Türkiye’de üretilen çayın, sürdürülebilir tarım imkanlarıyla kıymetli bir ihracat ögesi haline gelebileceğine vurgu yapan Harika Karakan Batallı: “Bugüne gelecek olursak, mevcut durumda çay, Doğu Karadeniz bölge insanı ve iktisadı için adeta yaşamsal ehemmiyet taşıyor. Türkiye’de toplam siyah çay üretimi ölçüsü 285 bin ton. Doğuş Çay olarak bu üretimin yaklaşık 40 bin tonunu biz karşılıyoruz. Türkiye’de üreticilerden toplam yaş çay alım ölçüsü 1.445.180 ton. Bunun yüzde 52’si devlet, yüzde 48’i ise özel kesim tarafınca gerçekleştiriliyor. Doğuş Çay ise özel bölümde yüzde 23’lük bir oranla 160 bin ton yaş çay alımı ile üreticilerini destekliyor. Üçü dünyanın en büyük çay fabrikaları içinde yer almak üzere; Rize’de beş adet yaş çay sürece, Ordu’da ise bir adet çay paketleme tesisimiz bulunuyor. Bu tesisler yıllık 50 bin ton üretim kapasitesine sahip.

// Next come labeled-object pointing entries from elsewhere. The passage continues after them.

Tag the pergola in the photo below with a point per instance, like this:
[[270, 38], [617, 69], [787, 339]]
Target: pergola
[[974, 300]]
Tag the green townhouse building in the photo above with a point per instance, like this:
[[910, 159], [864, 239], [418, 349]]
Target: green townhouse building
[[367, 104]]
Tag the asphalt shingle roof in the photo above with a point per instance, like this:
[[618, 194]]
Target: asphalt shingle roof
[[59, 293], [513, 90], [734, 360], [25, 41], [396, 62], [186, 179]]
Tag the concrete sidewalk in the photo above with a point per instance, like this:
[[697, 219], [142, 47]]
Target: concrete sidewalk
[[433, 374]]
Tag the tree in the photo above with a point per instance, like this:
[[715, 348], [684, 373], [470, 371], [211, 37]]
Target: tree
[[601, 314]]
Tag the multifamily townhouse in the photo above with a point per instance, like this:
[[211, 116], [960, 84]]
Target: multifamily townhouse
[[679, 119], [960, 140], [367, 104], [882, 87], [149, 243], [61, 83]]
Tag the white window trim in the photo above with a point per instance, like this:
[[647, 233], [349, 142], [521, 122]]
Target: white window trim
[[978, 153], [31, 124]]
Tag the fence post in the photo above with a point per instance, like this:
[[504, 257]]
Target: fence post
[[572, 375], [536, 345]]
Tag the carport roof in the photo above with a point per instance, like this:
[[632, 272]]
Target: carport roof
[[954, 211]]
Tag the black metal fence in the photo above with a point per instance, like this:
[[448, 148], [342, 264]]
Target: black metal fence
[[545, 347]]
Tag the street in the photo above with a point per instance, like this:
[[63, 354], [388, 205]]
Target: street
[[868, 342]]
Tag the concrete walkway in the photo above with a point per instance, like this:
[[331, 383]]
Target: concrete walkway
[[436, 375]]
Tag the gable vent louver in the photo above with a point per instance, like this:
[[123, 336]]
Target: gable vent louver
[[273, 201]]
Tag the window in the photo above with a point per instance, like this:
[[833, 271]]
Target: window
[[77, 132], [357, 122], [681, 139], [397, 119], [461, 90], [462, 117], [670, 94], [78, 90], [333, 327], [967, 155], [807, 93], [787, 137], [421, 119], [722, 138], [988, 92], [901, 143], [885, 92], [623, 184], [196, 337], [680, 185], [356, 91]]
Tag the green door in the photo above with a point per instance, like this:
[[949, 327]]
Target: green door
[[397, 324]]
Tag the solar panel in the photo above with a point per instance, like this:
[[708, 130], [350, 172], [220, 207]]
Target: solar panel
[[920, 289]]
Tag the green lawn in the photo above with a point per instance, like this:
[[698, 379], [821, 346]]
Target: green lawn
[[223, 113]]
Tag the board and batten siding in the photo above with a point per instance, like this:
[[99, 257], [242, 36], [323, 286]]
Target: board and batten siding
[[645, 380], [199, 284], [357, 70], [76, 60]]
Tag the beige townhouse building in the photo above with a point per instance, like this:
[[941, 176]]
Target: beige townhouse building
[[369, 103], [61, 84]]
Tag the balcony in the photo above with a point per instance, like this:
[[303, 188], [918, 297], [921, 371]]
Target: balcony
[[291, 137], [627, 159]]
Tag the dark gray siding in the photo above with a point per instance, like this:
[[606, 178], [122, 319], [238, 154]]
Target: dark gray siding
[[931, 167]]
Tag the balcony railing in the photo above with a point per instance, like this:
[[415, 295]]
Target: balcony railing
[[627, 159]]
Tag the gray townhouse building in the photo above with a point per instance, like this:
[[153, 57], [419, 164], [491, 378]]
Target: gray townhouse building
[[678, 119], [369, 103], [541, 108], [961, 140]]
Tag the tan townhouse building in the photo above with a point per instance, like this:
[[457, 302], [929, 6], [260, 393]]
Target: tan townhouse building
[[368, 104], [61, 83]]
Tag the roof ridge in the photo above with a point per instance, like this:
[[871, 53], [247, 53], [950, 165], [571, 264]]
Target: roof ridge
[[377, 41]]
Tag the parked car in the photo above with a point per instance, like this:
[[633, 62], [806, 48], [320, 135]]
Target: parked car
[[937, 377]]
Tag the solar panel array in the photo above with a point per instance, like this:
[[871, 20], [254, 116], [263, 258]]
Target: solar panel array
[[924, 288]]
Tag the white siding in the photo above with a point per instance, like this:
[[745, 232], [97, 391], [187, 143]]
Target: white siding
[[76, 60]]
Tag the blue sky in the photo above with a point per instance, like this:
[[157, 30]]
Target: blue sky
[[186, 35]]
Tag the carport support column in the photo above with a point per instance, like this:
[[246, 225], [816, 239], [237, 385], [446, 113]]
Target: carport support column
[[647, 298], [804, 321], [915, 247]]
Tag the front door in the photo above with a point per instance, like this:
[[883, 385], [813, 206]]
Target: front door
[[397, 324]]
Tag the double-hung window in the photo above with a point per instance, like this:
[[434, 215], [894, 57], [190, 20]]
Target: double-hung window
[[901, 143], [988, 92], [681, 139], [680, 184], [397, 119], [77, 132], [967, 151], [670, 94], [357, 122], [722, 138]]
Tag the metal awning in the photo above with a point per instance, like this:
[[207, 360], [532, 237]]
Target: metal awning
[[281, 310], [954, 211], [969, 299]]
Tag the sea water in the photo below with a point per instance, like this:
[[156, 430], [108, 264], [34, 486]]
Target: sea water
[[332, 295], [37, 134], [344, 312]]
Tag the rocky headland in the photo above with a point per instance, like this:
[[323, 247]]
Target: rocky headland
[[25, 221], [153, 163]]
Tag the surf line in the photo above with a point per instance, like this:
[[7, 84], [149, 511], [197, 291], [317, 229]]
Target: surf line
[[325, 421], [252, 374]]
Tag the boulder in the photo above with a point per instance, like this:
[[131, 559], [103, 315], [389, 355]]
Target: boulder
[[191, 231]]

Genel merkezimizle bir arada, fabrikalarımızda 4 bin kişiyi istihdam ediyoruz. Çay, bizim işimizin merkezinde. Çay tarımının faal ve verimli biçimde yapılması, toprağın sağlıklı bir biçimde işlenmesi yalnızca bizim üzere çay üreticileri için değil, ülke iktisadının geleceğini düşünen herkes için bundan öncelik olmalı. Buradaki kritik nokta çay üretiminde toprağın sürdürülebilir yönetimi” diye konuştu.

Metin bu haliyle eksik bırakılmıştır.